— Envoyez-le aux nouvelles. Si ces gens-là donnent cette banque en référence, c’est que celle-ci fournira de bons renseignements pour une raison que nous ignorons. Ce qui vaut mieux c’est la connaissance du solde créditeur au compte courant.

Ils dépêchèrent le comptable ; ils envoyèrent un billet Chaussée d’Antin informant leurs acquéreurs éventuels qu’ils se rendraient à leur bureau le lendemain matin à 10 heures ; ils joignirent le sieur Tagnès qui accepta de les accompagner. Quand ils revinrent à leur bureau de la rue de Rivoli, le comptable était de retour : « La société en question, leur dit-il, a un dépôt de quinze cent mille francs. » Ils échangèrent un regard satisfait : tout s’annonçait bien.
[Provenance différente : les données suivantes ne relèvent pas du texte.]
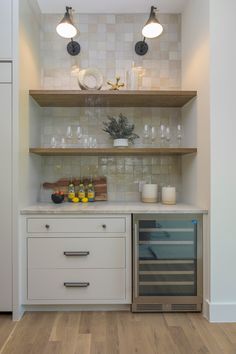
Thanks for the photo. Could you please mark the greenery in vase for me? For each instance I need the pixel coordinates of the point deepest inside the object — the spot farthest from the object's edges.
(120, 128)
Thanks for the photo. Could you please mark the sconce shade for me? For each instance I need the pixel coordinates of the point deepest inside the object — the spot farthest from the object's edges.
(152, 28)
(66, 28)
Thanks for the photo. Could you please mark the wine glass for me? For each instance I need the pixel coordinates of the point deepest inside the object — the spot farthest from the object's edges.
(153, 134)
(69, 133)
(162, 133)
(79, 132)
(168, 134)
(146, 131)
(179, 134)
(53, 142)
(63, 142)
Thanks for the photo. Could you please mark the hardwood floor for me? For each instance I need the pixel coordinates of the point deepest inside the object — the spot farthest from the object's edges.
(114, 333)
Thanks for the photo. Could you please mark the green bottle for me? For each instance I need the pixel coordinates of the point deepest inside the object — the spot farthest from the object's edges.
(91, 192)
(71, 191)
(81, 192)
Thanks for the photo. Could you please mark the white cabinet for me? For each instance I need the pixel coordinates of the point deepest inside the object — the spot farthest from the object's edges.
(6, 30)
(77, 260)
(5, 185)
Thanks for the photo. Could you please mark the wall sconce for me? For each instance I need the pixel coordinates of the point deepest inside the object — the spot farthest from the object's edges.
(67, 29)
(151, 29)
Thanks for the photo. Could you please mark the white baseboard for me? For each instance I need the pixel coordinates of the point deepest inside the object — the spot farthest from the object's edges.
(222, 312)
(77, 308)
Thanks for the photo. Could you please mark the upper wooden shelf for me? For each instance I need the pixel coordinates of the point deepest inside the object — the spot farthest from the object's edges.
(111, 151)
(79, 98)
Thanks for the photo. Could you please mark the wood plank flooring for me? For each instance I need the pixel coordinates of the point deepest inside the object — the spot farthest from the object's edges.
(114, 333)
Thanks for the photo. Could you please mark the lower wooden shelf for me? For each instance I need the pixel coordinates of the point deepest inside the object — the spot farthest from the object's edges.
(111, 151)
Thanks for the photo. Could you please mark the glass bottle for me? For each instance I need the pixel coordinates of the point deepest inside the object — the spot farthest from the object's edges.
(71, 191)
(91, 192)
(81, 192)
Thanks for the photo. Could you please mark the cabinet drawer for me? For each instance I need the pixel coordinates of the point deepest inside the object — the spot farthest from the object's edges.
(98, 284)
(76, 252)
(5, 72)
(79, 225)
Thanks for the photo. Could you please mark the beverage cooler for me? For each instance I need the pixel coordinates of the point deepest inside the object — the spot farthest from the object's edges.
(167, 263)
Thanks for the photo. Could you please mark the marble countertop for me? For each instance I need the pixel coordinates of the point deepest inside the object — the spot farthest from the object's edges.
(110, 208)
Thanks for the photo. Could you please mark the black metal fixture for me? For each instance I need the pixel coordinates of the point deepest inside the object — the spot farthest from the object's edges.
(67, 29)
(151, 29)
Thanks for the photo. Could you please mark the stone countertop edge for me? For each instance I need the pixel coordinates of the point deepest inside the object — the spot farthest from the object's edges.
(111, 208)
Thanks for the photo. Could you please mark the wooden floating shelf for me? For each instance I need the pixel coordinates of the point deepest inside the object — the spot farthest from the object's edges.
(123, 98)
(111, 151)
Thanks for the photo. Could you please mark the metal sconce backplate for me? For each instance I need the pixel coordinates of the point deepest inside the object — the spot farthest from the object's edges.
(73, 48)
(141, 48)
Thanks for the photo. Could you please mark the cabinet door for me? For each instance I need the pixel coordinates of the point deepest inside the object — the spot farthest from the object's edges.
(6, 29)
(6, 195)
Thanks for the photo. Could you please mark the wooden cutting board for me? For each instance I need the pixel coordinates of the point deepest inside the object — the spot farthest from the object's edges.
(100, 186)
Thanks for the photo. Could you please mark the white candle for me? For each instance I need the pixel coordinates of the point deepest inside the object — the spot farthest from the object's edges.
(169, 195)
(149, 193)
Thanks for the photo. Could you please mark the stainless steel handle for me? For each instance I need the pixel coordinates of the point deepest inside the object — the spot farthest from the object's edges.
(135, 261)
(76, 253)
(76, 284)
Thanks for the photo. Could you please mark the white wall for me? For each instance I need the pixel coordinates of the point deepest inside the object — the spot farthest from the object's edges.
(196, 116)
(26, 73)
(223, 165)
(30, 78)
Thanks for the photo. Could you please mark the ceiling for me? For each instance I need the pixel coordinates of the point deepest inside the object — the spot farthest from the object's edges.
(112, 6)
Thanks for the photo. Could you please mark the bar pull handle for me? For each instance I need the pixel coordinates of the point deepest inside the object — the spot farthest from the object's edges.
(76, 284)
(76, 253)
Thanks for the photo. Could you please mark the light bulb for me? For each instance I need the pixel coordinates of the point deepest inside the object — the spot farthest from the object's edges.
(66, 28)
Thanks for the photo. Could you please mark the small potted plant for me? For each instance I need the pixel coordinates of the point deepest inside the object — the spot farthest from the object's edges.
(120, 130)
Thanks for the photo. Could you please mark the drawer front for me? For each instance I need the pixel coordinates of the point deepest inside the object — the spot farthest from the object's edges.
(80, 225)
(5, 72)
(76, 252)
(68, 284)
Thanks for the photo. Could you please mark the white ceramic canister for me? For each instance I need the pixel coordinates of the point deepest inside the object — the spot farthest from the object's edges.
(168, 195)
(120, 142)
(149, 193)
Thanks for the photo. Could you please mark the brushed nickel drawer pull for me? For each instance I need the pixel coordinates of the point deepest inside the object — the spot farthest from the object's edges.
(76, 285)
(76, 253)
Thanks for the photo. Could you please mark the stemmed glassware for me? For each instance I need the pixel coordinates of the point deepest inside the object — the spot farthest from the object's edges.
(179, 134)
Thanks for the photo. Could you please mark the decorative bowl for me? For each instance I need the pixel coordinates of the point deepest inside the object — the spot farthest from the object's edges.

Le lendemain ils se retrouvèrent dans l’antichambre de la Cie vénézuélienne. « Du luxe et du goût, ma foi, déclara Mulot ; et tout cela a très grand air. »
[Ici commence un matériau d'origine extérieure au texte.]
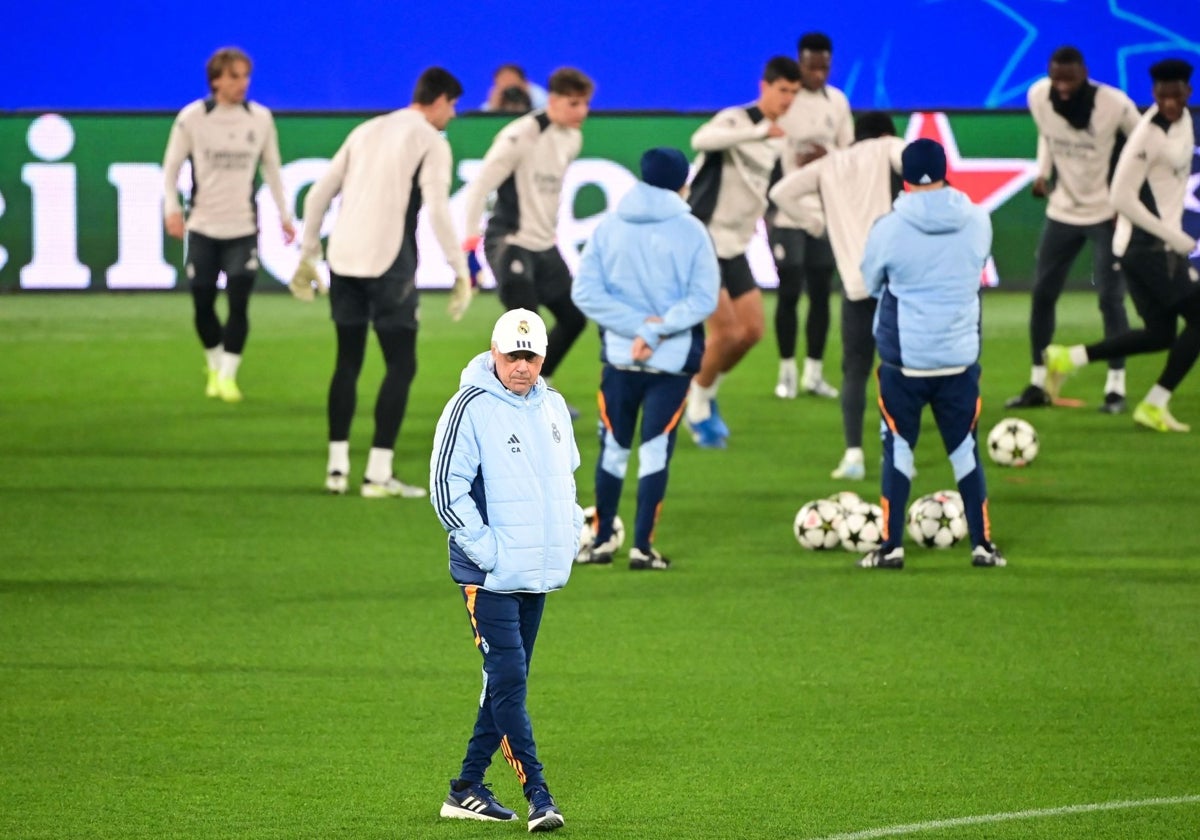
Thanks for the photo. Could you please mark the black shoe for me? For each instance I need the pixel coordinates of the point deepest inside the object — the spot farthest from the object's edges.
(1114, 403)
(1031, 397)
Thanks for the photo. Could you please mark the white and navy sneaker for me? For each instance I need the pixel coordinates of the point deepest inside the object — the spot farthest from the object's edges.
(817, 387)
(647, 559)
(892, 558)
(474, 802)
(988, 557)
(391, 487)
(544, 814)
(599, 553)
(336, 483)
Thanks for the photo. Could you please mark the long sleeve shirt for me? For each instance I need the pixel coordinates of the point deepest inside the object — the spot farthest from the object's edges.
(729, 192)
(385, 171)
(526, 165)
(1080, 159)
(1150, 184)
(226, 144)
(855, 186)
(815, 118)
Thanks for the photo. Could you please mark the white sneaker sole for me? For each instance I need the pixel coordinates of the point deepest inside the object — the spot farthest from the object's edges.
(456, 813)
(546, 823)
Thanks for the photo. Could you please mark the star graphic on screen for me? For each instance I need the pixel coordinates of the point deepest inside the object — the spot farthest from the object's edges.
(1080, 23)
(988, 181)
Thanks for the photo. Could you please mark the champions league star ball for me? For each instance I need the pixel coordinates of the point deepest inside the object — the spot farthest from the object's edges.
(936, 521)
(588, 532)
(861, 527)
(816, 525)
(1013, 442)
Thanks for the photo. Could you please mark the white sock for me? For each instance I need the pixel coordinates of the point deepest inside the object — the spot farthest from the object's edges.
(700, 401)
(379, 465)
(813, 369)
(229, 363)
(213, 357)
(1115, 382)
(339, 457)
(1158, 396)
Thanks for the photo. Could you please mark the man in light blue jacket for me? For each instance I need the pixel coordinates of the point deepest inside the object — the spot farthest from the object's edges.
(923, 263)
(502, 479)
(648, 277)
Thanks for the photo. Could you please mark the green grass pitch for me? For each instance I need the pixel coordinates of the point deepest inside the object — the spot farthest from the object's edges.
(197, 642)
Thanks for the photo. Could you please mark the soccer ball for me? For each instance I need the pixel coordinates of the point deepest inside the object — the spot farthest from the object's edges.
(936, 521)
(816, 525)
(861, 527)
(1013, 442)
(588, 532)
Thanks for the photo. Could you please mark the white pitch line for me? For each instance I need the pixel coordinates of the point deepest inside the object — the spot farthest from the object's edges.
(935, 825)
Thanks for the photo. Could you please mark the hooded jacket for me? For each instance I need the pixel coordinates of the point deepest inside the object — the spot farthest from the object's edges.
(649, 258)
(502, 480)
(923, 262)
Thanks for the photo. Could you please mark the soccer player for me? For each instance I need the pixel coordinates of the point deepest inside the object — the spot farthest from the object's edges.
(1149, 187)
(504, 79)
(649, 279)
(817, 121)
(923, 262)
(228, 139)
(739, 148)
(526, 165)
(856, 187)
(1078, 123)
(503, 479)
(385, 171)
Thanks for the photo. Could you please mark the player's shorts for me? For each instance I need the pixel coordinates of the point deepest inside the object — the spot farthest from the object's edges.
(1158, 280)
(793, 247)
(523, 276)
(737, 279)
(208, 257)
(389, 300)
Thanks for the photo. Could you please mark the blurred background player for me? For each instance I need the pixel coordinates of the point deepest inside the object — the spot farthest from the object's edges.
(739, 148)
(504, 79)
(923, 263)
(648, 279)
(817, 120)
(227, 138)
(526, 165)
(1149, 189)
(514, 101)
(385, 171)
(856, 186)
(1078, 121)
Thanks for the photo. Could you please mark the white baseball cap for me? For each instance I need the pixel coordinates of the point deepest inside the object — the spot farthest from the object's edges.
(520, 330)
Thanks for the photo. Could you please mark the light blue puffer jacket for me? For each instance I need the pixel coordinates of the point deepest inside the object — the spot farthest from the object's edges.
(923, 261)
(502, 480)
(649, 258)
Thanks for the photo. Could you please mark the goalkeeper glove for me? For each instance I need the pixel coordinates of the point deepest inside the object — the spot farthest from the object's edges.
(306, 283)
(460, 298)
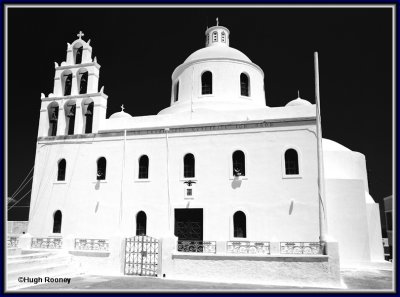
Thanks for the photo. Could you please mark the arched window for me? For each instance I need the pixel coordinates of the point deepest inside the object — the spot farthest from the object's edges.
(67, 82)
(61, 170)
(206, 83)
(88, 106)
(188, 166)
(215, 36)
(53, 118)
(144, 167)
(141, 222)
(176, 91)
(57, 218)
(70, 110)
(78, 50)
(238, 162)
(291, 162)
(244, 84)
(83, 80)
(101, 168)
(239, 224)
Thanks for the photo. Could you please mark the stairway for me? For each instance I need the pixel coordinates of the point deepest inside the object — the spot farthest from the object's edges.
(37, 264)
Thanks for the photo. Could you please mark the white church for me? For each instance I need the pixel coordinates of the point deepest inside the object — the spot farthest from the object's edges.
(216, 177)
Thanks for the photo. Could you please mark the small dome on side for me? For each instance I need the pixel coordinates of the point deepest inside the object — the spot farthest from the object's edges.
(298, 102)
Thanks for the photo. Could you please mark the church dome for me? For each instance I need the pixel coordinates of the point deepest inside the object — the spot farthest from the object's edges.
(298, 102)
(217, 52)
(120, 114)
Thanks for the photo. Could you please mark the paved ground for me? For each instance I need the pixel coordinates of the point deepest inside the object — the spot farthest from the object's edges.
(354, 279)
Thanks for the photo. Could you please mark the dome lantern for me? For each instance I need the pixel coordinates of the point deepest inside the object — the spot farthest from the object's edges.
(217, 35)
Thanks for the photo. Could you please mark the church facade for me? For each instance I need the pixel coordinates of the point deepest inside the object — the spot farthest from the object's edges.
(217, 165)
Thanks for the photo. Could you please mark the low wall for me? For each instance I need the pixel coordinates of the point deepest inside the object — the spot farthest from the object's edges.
(267, 270)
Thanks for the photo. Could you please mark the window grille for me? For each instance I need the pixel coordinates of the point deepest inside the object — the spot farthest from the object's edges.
(78, 55)
(176, 91)
(57, 222)
(244, 85)
(61, 170)
(89, 118)
(141, 222)
(215, 36)
(238, 162)
(83, 83)
(239, 224)
(101, 168)
(68, 84)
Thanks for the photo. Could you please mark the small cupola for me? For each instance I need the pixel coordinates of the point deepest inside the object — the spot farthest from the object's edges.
(217, 35)
(79, 52)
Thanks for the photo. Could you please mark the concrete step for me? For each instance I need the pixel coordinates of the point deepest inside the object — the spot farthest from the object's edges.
(21, 263)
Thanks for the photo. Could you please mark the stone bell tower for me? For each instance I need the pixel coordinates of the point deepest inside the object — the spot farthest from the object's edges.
(76, 106)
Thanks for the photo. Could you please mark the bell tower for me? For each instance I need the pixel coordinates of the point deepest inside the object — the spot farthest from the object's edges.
(76, 106)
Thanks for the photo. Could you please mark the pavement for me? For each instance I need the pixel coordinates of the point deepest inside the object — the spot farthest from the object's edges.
(354, 279)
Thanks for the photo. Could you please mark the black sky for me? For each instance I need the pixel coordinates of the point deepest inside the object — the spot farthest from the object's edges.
(138, 49)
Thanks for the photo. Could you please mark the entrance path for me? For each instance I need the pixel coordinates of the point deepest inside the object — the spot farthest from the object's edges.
(354, 279)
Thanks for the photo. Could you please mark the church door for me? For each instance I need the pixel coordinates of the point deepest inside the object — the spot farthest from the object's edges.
(189, 229)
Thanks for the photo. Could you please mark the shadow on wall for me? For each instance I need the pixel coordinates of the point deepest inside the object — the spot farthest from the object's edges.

On les introduisit dans une vaste pièce ornée de gravures très belles, reproductions d’œuvres célèbres ; un tapis gris perle, des tentures bleu pâle ; le mobilier Empire ; la bibliothèque était entr’ouverte. Mulot distingua quelques titres : Les Œuvres de Michelet, le Siècle de Louis XIV de Voltaire, Le Discours sur l’Histoire Universelle de Bossuet… puis des titres espagnols qu’il ne déchiffra pas ; ce qu’il avait lu lui suffisait :

— Le type qui est là, dit-il à voix basse, n’est pas le premier venu, il a la bosse de l’histoire. » Il ajouta pour lui-même :

— C’est un confrère.

Et une bonne part de sa méfiance disparut.

Elle s’évanouit tout à fait quand le Señor Ramon Sernola entra. L’élégance, la distinction, la jeunesse du nouveau venu frappèrent les visiteurs.

— Excusez-moi de vous avoir fait attendre, dit-il, avec une pointe d’accent. A qui ai-je l’honneur de parler ?

Ils se nommèrent, présentèrent Monsieur Tagnès ; ils avaient craint, dirent-ils, d’avoir besoin d’un interprète.